It’s 4:30 on a Monday. Your internship starts at 5:00, and you have to make it all the way from Tenleytown to Metro Center. You’re standing at the entrance to the Metro, debating your options. You could risk it and take the Metro, praying there’s no ten minute wait, or even worse, single tracking. You could try and take the bus downtown, but let’s face it, who even knows how the bus system works? Or you could take an Uber, but the surge pricing is 2X the normal rate and you don’t know if you’ll even make it with traffic. So you risk it. You book it down the metro escalators in your heels, narrowly avoiding tripping to your death, and run to the turnstiles.

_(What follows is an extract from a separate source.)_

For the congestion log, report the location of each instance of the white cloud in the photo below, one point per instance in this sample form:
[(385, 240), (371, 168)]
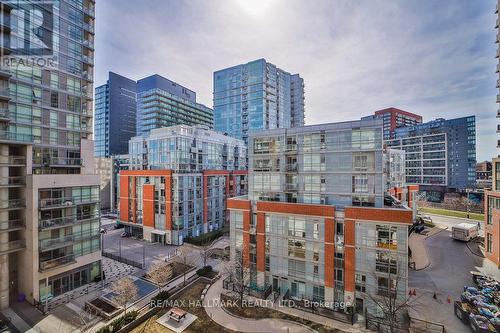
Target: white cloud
[(432, 58)]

Then, your worst fear is realized. You watch in horror as the Glenmont-bound train pulls away from the platform, and you check the timetable. Next train: ten minutes.Everyone who has ever used D.C. public transportation has some sort of horror story. Here are a few of the most frustrating things about D.C. transit, which will leave you wishing you were riding the struggle bus instead of waiting for the 31 to Georgetown.

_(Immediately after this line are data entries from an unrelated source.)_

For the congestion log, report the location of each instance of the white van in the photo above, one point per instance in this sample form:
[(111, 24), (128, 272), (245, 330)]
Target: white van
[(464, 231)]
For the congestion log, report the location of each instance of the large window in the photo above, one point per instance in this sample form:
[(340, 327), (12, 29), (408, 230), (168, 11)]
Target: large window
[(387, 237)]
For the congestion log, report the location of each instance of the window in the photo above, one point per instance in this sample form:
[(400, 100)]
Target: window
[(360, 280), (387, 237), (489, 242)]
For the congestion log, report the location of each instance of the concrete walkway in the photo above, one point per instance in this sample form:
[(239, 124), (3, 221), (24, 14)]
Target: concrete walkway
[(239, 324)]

If you ever have to ride the Metro on a weekend, get ready to hurry up and wait. Evidentially, D.C. decided that in order to crush all happiness brought on by the weekend, they were going to designate Saturday and Sunday to track constructing. So of course, they only have one available track for all trains. This can lead to insufferable wait times and endless frustration and boredom.
D.C. is already a scary place, but adding to the fear factor of a big city is the fact that there are approximately 2 people per year killed on D.C. public transit. The Metro is one of the worst offenders. Already this year we’ve had to deal with a smoke-filled Metro twice, not to mention the fact that one of the Metro cars EXPLODED.
Clearly House of Cards wasn’t completely wrong for the fear of the Metro it instilled in me.
One of the few times I long to be in New York City rather than D.C. is when I think about the Metro prices. In NYC, it’s $2.50 standard fare, no matter where you go, one stop or ten stops. Yet, in D.C., the price can range from $1.75-$4.50, depending on the time of the day and how far you’re going. My wallet feels the pain.
The Bus System
In general, the D.C. bus system is confusing. I had to download three apps on my phone just to get to Georgetown. Add to it that buses never run according to the posted schedule, and sometimes the bus you need likes to just stop running to your particular stop. And if you don’t know where you’re going, it’s very easy to end up someplace you really weren’t aiming to be.
Honestly, with all the stress the D.C. Metro causes, sometimes it really is just easier to take an Uber. Yet, once you figure out how to navigate D.C. in the most efficient way possible, you feel like every other public transit user has got nothing on you.